Predicting who will be a placebo responder is a prerequisite to maximize placebo effects in pain treatment and to minimize them in clinical trials. First evidence exists that genetics could affect placebo effects. However, a classical twin study to estimate the relative contribution of genetic influences compared to common and individual environmental influences in explaining interindividual differences in placebo responsiveness has yet not been performed. In a first explorative twin study, 25 monozygotic (MZ) and 14 dizygotic (DZ) healthy twin pairs (27.5 ± 7.7 years; 73% female) were conditioned to the efficacy of a placebo analgesic ointment with an established heat pain paradigm on their non-dominant arm. Placebo analgesia was then tested on their dominant arm. Furthermore, warmth detection thresholds (WDTs) and heat pain thresholds (HPTs) were assessed, and participants filled in questionnaires for the assessment of psychological traits such as depression, anxiety, optimism, pain catastrophizing, and sensitivity to reward and punishment. Their expectations were determined with a visual analog scale. There was a small but significant placebo analgesic effect in both MZ and DZ twins. Estimates of heritability were moderate for WDT only but negligible for HPT, the conditioning response, and placebo analgesia.

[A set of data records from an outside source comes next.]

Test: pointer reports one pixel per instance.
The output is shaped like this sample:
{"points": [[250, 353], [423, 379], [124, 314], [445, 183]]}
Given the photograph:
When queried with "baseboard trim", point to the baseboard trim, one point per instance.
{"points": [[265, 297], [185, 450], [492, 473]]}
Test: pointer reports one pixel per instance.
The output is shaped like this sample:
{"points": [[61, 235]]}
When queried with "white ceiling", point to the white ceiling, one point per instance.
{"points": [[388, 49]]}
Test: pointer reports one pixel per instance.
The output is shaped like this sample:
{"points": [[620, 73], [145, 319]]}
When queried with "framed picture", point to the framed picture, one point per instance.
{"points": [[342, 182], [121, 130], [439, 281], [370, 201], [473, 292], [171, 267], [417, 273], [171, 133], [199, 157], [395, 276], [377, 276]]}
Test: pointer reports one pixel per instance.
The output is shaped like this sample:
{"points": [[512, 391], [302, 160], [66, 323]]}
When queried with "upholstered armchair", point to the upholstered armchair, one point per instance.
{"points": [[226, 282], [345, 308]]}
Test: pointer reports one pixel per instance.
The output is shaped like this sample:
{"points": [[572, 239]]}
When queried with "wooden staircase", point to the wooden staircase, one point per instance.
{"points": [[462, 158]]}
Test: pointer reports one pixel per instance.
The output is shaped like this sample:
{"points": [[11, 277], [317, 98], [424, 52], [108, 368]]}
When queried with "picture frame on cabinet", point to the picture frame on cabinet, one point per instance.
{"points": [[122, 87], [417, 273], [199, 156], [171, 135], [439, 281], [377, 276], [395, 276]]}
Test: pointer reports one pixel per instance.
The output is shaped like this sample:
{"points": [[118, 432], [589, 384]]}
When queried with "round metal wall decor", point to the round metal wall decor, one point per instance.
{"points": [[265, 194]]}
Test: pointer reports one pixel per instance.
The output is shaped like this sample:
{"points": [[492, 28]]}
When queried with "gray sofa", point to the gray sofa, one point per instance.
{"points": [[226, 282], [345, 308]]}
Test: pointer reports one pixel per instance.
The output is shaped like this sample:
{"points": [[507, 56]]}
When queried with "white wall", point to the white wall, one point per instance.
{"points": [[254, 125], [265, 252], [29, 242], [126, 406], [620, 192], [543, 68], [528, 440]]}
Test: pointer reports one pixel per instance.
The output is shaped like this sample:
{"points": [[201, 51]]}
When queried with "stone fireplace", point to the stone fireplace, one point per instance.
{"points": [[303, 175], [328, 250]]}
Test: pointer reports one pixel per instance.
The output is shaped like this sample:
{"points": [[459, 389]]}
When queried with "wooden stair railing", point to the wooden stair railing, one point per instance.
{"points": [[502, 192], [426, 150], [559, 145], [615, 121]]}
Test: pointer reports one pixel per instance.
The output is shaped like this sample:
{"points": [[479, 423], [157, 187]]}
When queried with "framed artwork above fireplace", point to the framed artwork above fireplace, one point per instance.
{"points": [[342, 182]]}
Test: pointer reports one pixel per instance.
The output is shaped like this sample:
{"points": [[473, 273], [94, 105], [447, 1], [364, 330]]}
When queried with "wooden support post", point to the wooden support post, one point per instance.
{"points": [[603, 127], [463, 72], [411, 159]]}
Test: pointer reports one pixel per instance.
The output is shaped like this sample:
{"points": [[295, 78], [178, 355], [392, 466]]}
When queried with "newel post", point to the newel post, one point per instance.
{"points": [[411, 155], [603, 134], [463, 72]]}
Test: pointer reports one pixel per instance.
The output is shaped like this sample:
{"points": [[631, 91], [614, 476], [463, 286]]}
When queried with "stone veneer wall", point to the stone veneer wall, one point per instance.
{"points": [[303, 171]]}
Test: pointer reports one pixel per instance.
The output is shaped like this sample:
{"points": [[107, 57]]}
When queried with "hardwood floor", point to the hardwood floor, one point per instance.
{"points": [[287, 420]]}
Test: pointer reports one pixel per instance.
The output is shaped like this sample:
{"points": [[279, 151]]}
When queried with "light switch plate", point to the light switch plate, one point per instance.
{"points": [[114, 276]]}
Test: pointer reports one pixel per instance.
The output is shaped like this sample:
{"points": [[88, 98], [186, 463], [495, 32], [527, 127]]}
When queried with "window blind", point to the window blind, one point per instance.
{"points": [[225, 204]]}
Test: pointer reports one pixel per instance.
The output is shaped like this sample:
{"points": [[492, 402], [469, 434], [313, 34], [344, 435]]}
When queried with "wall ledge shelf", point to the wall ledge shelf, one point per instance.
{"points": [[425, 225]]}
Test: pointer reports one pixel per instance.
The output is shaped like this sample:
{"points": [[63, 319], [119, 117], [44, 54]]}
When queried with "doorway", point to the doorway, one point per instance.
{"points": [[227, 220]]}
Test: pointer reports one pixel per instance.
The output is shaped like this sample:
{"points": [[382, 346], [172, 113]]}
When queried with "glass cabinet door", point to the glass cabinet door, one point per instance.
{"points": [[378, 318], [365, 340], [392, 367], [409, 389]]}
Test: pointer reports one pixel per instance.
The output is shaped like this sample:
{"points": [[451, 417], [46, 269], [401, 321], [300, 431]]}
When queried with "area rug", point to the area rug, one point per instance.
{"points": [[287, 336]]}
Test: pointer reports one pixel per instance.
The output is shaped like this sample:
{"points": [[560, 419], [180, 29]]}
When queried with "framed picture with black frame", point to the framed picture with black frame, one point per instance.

Common environment did not explain any variance, and the individual environment explained the largest parts. Therefore, the placebo analgesia response can be seen as influenced by individual learning experiences during the conditioning procedure, whereas other variables assessed were not associated. Compared to the individual learning experience, genetic influences seem to play a minor role in explaining variation in placebo analgesia in this experimental paradigm. However, our results are restricted to placebo effects through conditioning on pain in healthy volunteers and should be replicated in larger samples and in patients. Furthermore, potential gene-environment interactions should be further investigated.